Für die Filmindustrie von Hollywood ist dieser Fleck Wüste seit langem begehrte Kulisse. Schöner könnte sie kein Mensch bauen. Erstmals erlag das Kinopublikum dem Zauber 1963, als es Peter O´´Toole dabei zusah, wie der sich vom träumerischen englischen Offizier in jenen legendären, vom Kämpfen ausgezehrten Lawrence von Arabien verwandelte. Ein sehr eleganter Kamelreiter im Übrigen. Sieben Oscars erhielt der Film über den englischen Leutnant
Thomas Edward Lawrence, der im Ersten Weltkrieg die arabischen Stämme zur Rebellion gegen das osmanische Reich aufwiegelte, und machte 1963 alle zu Stars: den bis dato relativ unbekannten O´Toole, den noch weniger bekannten Ägypter Omar Sharif – und eben auch das Wadi Rum. Noch immer folgen Touristen hier den Spuren des Lawrence, dem des echten, dem des Filmhelden, schauen zum Beispiel andächtig auf die Felsformation, die den Titel seines Bestsellers „Die sieben Säulen der Weisheit“trägt, pilgern zu den Ruinen des Steinhauses von Lawrence oder zur kleinen Quelle, die seinen Namen trägt – hier also trank der Mann!
Das Wadi Rum selbst aber spielt mittlerweile nur noch selten sich selbst. Regisseure landen gerne hier, wenn sie nach einem Ort suchen, der so gar nicht so aussieht, als sei er von dieser Welt. Ridley Scott zum Beispiel. Der amerikanische Regisseur ließ in der jordanischen Wüste Matt Damon als Mark Watney in „Der Marsianer“um sein Überleben kämpfen. In seinem Prometheus-Film wiederum verwandelte er das Wadi Rum zum fernen Mond LV-223. Im Stars Wars Film „Der Aufstieg des Skywalker“wurde die Landschaft ins Sternsystem Midian verlegt nach Pasaana. Zuletzt diente das Wadi Rum dem Kanadier Denis Villeneuve für sein Filmepos „Dune“als Wüstenplanet Arrakis, auf dem Jungstar Timothée Chalamet vor monströsen Sandwürmern, und gleißender Sonne in die schützenden Felsen flüchtet. Jollywood eben.
Um mal die Fantasie durchgehen zu lassen: Würde der deutsche Regisseur Michael
Kurz informiert
• Anreise Royal Jordanian fliegt täglich direkt von Frankfurt in die jordanische Hauptstadt Amman. Zur Einreise benötigt man einen Pass von mindestens sechs Monaten Gültigkeit.
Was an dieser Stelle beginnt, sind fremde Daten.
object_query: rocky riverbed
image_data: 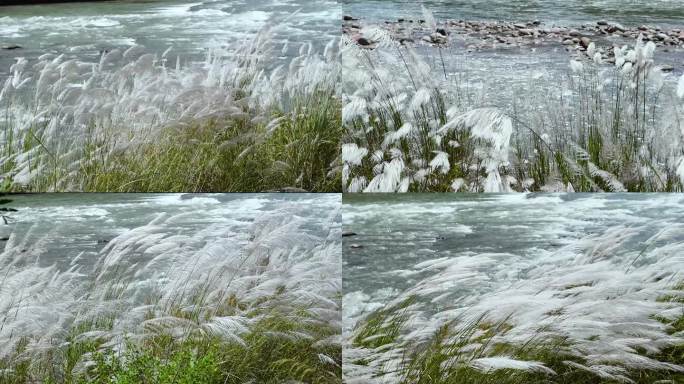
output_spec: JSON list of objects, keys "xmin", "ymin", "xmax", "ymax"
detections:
[{"xmin": 342, "ymin": 15, "xmax": 684, "ymax": 71}]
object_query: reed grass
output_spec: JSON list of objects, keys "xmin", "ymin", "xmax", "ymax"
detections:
[
  {"xmin": 0, "ymin": 196, "xmax": 342, "ymax": 384},
  {"xmin": 0, "ymin": 30, "xmax": 341, "ymax": 192},
  {"xmin": 342, "ymin": 20, "xmax": 684, "ymax": 192}
]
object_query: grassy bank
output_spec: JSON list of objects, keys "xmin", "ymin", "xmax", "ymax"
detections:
[
  {"xmin": 342, "ymin": 19, "xmax": 684, "ymax": 192},
  {"xmin": 343, "ymin": 213, "xmax": 684, "ymax": 384},
  {"xmin": 0, "ymin": 197, "xmax": 342, "ymax": 384},
  {"xmin": 0, "ymin": 31, "xmax": 342, "ymax": 192},
  {"xmin": 350, "ymin": 285, "xmax": 684, "ymax": 384}
]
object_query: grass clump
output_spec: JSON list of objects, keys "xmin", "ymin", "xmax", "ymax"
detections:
[
  {"xmin": 0, "ymin": 30, "xmax": 342, "ymax": 192},
  {"xmin": 342, "ymin": 20, "xmax": 684, "ymax": 192}
]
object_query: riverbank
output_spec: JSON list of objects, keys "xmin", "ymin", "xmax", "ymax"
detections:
[
  {"xmin": 343, "ymin": 194, "xmax": 684, "ymax": 384},
  {"xmin": 342, "ymin": 15, "xmax": 684, "ymax": 71}
]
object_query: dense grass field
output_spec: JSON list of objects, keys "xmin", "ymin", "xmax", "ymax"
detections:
[
  {"xmin": 342, "ymin": 12, "xmax": 684, "ymax": 192},
  {"xmin": 0, "ymin": 195, "xmax": 342, "ymax": 384},
  {"xmin": 343, "ymin": 194, "xmax": 684, "ymax": 384},
  {"xmin": 0, "ymin": 30, "xmax": 342, "ymax": 192}
]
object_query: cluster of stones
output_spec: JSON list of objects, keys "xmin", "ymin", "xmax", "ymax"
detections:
[{"xmin": 342, "ymin": 16, "xmax": 684, "ymax": 62}]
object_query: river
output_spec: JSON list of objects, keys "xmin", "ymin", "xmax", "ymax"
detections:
[{"xmin": 0, "ymin": 0, "xmax": 341, "ymax": 74}]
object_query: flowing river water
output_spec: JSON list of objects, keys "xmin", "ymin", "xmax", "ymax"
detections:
[
  {"xmin": 0, "ymin": 0, "xmax": 341, "ymax": 74},
  {"xmin": 343, "ymin": 194, "xmax": 684, "ymax": 328}
]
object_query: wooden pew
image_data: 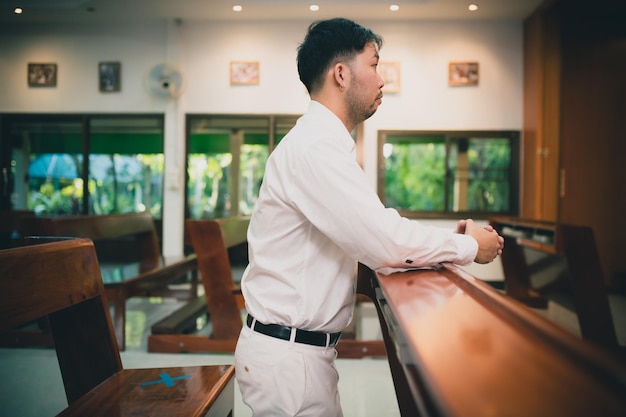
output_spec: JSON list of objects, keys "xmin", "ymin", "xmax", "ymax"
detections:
[
  {"xmin": 148, "ymin": 218, "xmax": 385, "ymax": 358},
  {"xmin": 359, "ymin": 264, "xmax": 626, "ymax": 417},
  {"xmin": 148, "ymin": 217, "xmax": 250, "ymax": 353},
  {"xmin": 490, "ymin": 217, "xmax": 622, "ymax": 351},
  {"xmin": 0, "ymin": 239, "xmax": 234, "ymax": 417},
  {"xmin": 20, "ymin": 212, "xmax": 198, "ymax": 350},
  {"xmin": 0, "ymin": 210, "xmax": 35, "ymax": 249}
]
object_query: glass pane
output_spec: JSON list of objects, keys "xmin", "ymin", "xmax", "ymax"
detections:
[
  {"xmin": 9, "ymin": 118, "xmax": 83, "ymax": 215},
  {"xmin": 447, "ymin": 138, "xmax": 511, "ymax": 213},
  {"xmin": 239, "ymin": 145, "xmax": 269, "ymax": 216},
  {"xmin": 88, "ymin": 116, "xmax": 165, "ymax": 219},
  {"xmin": 187, "ymin": 151, "xmax": 233, "ymax": 219},
  {"xmin": 27, "ymin": 153, "xmax": 83, "ymax": 215},
  {"xmin": 383, "ymin": 137, "xmax": 446, "ymax": 211}
]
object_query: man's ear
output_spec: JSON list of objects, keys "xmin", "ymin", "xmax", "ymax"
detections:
[{"xmin": 333, "ymin": 62, "xmax": 350, "ymax": 89}]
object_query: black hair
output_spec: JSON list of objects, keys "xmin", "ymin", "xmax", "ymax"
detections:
[{"xmin": 298, "ymin": 18, "xmax": 383, "ymax": 93}]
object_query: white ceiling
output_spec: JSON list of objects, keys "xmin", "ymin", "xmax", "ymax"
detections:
[{"xmin": 0, "ymin": 0, "xmax": 542, "ymax": 22}]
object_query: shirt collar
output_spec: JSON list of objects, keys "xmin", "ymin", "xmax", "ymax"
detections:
[{"xmin": 307, "ymin": 100, "xmax": 355, "ymax": 147}]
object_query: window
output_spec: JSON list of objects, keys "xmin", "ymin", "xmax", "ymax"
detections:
[
  {"xmin": 378, "ymin": 131, "xmax": 519, "ymax": 218},
  {"xmin": 2, "ymin": 115, "xmax": 164, "ymax": 219},
  {"xmin": 186, "ymin": 115, "xmax": 298, "ymax": 219}
]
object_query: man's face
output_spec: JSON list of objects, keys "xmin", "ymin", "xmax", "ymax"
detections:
[{"xmin": 346, "ymin": 43, "xmax": 385, "ymax": 126}]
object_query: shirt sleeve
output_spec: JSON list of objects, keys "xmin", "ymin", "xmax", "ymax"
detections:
[{"xmin": 291, "ymin": 128, "xmax": 478, "ymax": 269}]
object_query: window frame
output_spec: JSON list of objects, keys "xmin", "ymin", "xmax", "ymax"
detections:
[{"xmin": 376, "ymin": 130, "xmax": 521, "ymax": 220}]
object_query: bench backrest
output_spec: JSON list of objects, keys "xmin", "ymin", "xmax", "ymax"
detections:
[
  {"xmin": 0, "ymin": 239, "xmax": 122, "ymax": 404},
  {"xmin": 20, "ymin": 212, "xmax": 161, "ymax": 271},
  {"xmin": 186, "ymin": 218, "xmax": 249, "ymax": 339}
]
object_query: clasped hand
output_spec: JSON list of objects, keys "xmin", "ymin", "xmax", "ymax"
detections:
[{"xmin": 456, "ymin": 219, "xmax": 504, "ymax": 264}]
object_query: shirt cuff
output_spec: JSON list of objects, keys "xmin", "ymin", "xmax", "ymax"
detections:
[{"xmin": 452, "ymin": 233, "xmax": 478, "ymax": 265}]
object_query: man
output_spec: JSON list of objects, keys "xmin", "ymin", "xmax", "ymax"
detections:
[{"xmin": 235, "ymin": 19, "xmax": 503, "ymax": 417}]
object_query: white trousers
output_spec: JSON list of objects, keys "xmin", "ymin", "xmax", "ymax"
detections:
[{"xmin": 235, "ymin": 324, "xmax": 343, "ymax": 417}]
• Wadi Rum Tickets für den Besuch des 720 Quadratkilometer großen Nationalparks (etwa fünf Euro pro Tag) gibt es im Visitor-Center. Dort werden auch Jeep-Touren vermittelt. Aber auch die zahlreichen Beduinen-Camps im Wadi Rum selbst oder im Umland bieten Touren, Kamelreiten, geführte Wanderungen etc. an.
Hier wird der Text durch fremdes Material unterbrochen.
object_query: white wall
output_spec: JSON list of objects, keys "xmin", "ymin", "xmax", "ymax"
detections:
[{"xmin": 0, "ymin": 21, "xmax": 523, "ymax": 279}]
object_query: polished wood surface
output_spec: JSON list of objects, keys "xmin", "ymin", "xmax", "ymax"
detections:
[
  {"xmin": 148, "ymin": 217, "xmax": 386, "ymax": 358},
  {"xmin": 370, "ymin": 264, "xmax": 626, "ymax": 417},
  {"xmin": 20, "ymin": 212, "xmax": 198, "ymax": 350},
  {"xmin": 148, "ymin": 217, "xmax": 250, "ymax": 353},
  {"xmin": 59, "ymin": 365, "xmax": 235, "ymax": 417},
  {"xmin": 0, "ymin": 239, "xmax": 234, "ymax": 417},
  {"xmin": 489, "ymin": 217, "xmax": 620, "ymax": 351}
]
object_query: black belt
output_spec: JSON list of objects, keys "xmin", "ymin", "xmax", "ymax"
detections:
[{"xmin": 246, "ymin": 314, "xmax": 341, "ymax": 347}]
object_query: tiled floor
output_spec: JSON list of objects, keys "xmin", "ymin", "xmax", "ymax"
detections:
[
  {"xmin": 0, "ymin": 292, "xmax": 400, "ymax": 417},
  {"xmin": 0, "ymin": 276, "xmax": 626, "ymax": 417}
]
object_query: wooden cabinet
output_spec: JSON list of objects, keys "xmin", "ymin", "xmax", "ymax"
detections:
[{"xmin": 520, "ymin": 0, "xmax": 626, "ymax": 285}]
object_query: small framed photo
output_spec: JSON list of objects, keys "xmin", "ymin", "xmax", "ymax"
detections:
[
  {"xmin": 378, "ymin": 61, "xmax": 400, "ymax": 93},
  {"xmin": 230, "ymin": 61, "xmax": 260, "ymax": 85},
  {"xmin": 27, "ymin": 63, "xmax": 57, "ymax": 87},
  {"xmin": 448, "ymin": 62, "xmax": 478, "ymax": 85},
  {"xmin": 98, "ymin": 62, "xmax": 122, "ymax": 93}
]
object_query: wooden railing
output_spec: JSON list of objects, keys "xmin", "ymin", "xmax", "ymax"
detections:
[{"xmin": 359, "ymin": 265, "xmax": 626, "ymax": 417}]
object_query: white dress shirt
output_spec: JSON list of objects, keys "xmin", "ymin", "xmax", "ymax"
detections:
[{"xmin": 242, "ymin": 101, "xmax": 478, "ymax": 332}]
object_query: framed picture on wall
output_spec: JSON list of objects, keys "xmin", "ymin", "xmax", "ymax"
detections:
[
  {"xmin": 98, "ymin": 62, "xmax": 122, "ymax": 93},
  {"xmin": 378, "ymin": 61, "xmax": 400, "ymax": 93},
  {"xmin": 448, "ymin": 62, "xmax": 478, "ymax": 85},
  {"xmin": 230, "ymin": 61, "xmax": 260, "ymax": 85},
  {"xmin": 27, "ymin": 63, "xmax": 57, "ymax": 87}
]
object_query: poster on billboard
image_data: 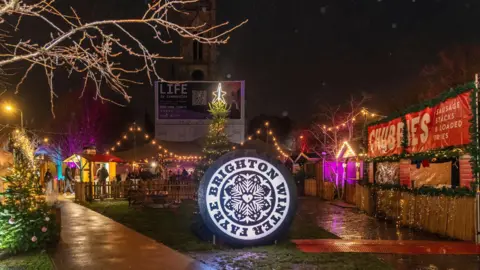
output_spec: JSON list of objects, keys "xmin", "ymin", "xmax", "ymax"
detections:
[
  {"xmin": 156, "ymin": 81, "xmax": 244, "ymax": 120},
  {"xmin": 368, "ymin": 90, "xmax": 472, "ymax": 157}
]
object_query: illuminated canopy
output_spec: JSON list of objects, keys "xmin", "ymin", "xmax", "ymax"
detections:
[{"xmin": 337, "ymin": 141, "xmax": 357, "ymax": 158}]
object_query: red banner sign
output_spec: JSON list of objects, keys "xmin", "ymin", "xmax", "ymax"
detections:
[{"xmin": 368, "ymin": 91, "xmax": 472, "ymax": 157}]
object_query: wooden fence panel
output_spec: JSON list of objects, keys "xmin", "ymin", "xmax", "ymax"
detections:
[{"xmin": 84, "ymin": 180, "xmax": 197, "ymax": 200}]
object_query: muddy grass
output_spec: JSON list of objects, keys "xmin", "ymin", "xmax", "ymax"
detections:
[
  {"xmin": 85, "ymin": 201, "xmax": 390, "ymax": 270},
  {"xmin": 0, "ymin": 251, "xmax": 54, "ymax": 270}
]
• Übernachten Zum Beispiel Sun City Camp (DZ ab 165 Euro) im Wadi Rum.
Die Recherche wurde unterstützt vom Jordan Tourism Board.
„Bully“Herbig hier drehen, dann vielleicht eine neue Klamaukkomödie, die Latschen des Lawrence oder so etwas ähnliches. Da würde dann die eigene singende Kameltruppe womöglich auch hineinpassen. Was wohl die anderen Touristen hier so singen? Die französischen die Marseillaise? Die englischen Greensleves? Was die indischen? Was die Beduinen beim deutschen Bergmannslied denken, eine Frage, die man später vergisst zu stellen.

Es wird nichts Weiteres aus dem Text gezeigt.